The paper, which was released on September 12th, details what the authors describe as “alarming and rapidly metastasizing developments in Florida under Governor Ron DeSantis.” According to the research, government strategies “stoke fear” in marginalised communities, limit freedom of speech, suffocate the truth in the classroom, and target immigrant populations.

Governor DeSantis’ office was contacted by email and phone by CBS News Miami for comment. They failed to offer one.
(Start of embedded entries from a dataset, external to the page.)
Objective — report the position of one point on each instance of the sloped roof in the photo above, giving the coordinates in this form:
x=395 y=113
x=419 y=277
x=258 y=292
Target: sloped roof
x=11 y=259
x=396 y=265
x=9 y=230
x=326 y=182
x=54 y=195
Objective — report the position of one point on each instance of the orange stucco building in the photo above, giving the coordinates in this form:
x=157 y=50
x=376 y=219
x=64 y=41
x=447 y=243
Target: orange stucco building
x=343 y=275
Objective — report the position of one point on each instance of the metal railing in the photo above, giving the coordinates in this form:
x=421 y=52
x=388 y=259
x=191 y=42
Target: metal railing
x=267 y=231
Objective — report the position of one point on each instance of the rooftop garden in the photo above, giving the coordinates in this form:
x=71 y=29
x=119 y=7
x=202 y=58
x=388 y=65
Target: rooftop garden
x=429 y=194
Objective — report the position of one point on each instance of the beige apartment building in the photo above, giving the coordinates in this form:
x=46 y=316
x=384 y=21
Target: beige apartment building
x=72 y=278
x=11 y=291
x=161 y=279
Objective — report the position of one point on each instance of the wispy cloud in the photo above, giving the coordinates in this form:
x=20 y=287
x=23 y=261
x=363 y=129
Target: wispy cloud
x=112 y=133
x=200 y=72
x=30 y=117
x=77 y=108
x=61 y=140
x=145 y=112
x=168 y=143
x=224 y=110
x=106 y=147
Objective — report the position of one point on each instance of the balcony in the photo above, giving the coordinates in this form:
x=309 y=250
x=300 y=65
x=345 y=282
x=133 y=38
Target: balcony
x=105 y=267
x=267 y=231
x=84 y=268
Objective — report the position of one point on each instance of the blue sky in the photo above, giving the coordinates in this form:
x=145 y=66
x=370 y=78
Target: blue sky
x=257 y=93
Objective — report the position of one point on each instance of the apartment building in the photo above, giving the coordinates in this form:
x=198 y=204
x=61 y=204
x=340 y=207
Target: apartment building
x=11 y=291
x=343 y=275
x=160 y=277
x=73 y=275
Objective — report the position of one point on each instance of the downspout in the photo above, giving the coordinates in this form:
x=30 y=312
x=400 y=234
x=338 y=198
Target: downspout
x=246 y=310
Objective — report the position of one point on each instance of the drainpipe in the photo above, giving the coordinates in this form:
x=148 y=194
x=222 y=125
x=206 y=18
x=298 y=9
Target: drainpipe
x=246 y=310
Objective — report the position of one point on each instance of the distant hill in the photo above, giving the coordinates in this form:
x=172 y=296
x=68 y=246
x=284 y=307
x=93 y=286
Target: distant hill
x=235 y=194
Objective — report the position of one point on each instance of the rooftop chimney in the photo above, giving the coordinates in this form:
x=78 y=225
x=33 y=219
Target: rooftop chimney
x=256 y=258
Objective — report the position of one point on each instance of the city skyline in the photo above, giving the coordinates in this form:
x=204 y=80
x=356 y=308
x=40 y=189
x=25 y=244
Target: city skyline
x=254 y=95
Black history teacher takes Florida’s educational standards complaints to the UN

A survey by the American Legislative Exchange Council that named Florida as the best state in the nation for educational freedom was lauded last month by the governor and Florida’s commissioner of education, Manny Diaz Jr. The Sunshine State was placed first in the report for funding, open enrollment, and financing initiatives.

In a news statement posted on the website of the Florida Department of Education in September, Governor DeSantis stated that “this new ranking further proves that Florida is the national leader in education.” “By focusing on academic achievement, expanding school choice and empowering parents, Florida continues to see unprecedented success in our classrooms.”
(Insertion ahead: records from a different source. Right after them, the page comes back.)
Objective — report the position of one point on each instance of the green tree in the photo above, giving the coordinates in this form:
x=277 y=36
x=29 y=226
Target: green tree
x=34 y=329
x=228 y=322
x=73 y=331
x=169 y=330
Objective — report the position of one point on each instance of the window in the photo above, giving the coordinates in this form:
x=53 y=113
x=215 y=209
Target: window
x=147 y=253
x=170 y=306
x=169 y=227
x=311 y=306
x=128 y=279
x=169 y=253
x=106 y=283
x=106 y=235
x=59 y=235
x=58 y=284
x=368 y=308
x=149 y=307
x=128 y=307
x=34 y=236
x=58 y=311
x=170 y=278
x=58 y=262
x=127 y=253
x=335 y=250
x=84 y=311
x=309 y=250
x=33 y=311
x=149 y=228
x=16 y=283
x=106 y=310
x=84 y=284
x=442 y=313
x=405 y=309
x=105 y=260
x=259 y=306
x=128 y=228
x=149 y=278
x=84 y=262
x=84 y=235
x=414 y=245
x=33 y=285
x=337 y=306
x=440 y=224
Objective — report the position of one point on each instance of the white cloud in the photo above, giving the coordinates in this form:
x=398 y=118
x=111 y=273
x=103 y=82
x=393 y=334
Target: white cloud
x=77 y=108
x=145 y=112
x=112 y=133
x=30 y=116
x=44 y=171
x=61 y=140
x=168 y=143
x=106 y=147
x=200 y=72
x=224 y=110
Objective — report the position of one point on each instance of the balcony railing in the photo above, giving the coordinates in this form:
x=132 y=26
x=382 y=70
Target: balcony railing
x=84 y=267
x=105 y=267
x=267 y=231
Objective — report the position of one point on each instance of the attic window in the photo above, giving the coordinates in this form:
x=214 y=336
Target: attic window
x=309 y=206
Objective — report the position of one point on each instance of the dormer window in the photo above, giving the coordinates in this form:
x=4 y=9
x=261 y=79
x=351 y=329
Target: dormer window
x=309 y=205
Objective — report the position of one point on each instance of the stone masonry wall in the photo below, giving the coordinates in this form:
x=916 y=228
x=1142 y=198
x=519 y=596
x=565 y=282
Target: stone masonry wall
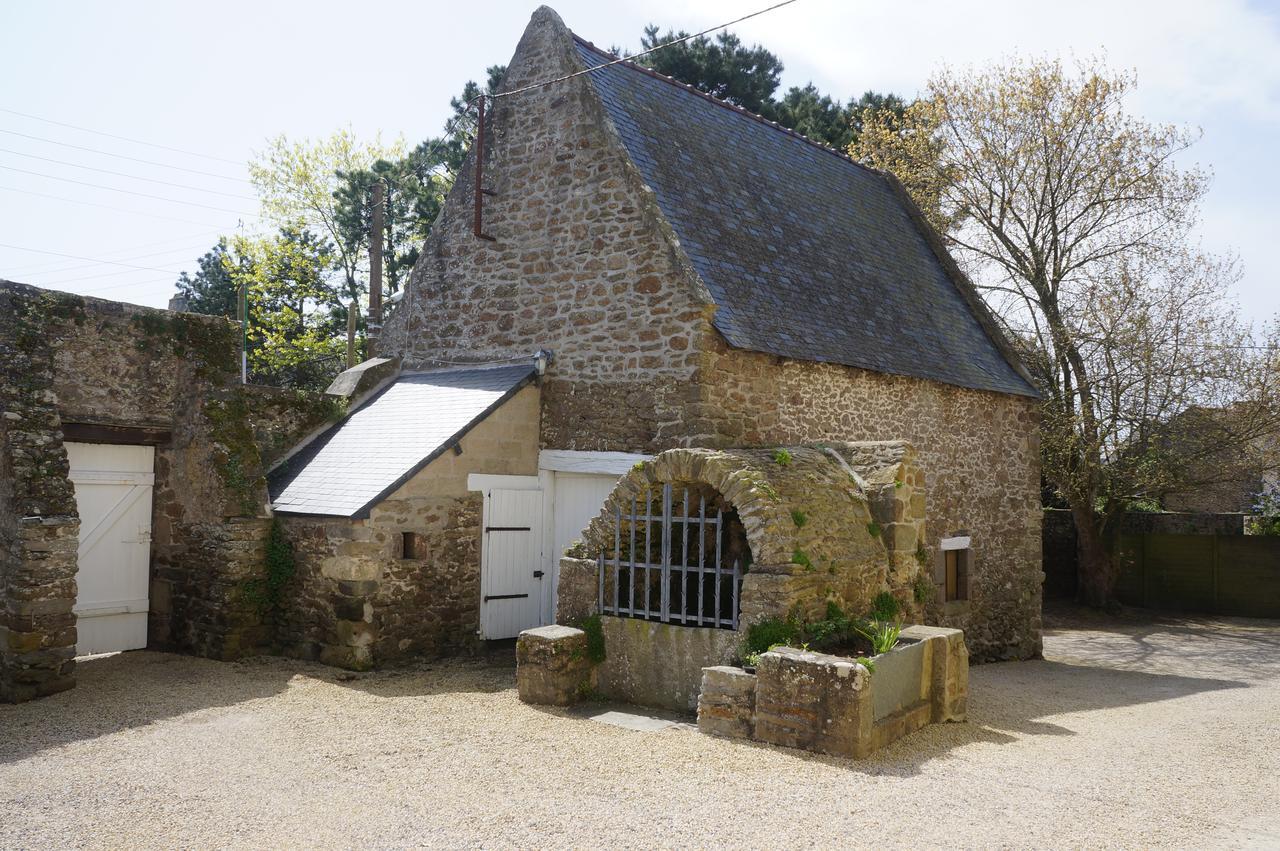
x=584 y=264
x=978 y=451
x=581 y=264
x=357 y=603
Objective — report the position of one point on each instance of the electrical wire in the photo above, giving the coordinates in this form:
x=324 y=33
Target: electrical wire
x=44 y=268
x=123 y=156
x=105 y=206
x=141 y=195
x=109 y=262
x=184 y=251
x=123 y=138
x=132 y=177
Florida’s dedication to education is evident in ALEC’s ranking, which places first nationwide for Florida’s educational freedom, according to Commissioner of Education Manny Diaz, Jr. “Florida’s dedication to universal school choice and protection of parental rights is the reason why Florida stands ahead of the rest.”

Nevertheless, the Community Justice Project has been invited to testify about issues in Florida before the UN Human Rights Committee meeting in Geneva, Switzerland, the following week.

O’Connor, Ebony Felton, a senior at Miami Northwestern Senior High School, Madison Markham, a recent graduate of New College of Florida, and Corey Davis, the founder of Maven Leadership Collective, will all testify. all of the written statements offered.

O’Connor anticipates speaking for a minute. She’s prepared to speak.

“I hope that my voice will be the voice of teachers that are afraid to speak up or don’t have the opportunity to speak up,” O’Connor stated. “I’m really doing this for all my students.”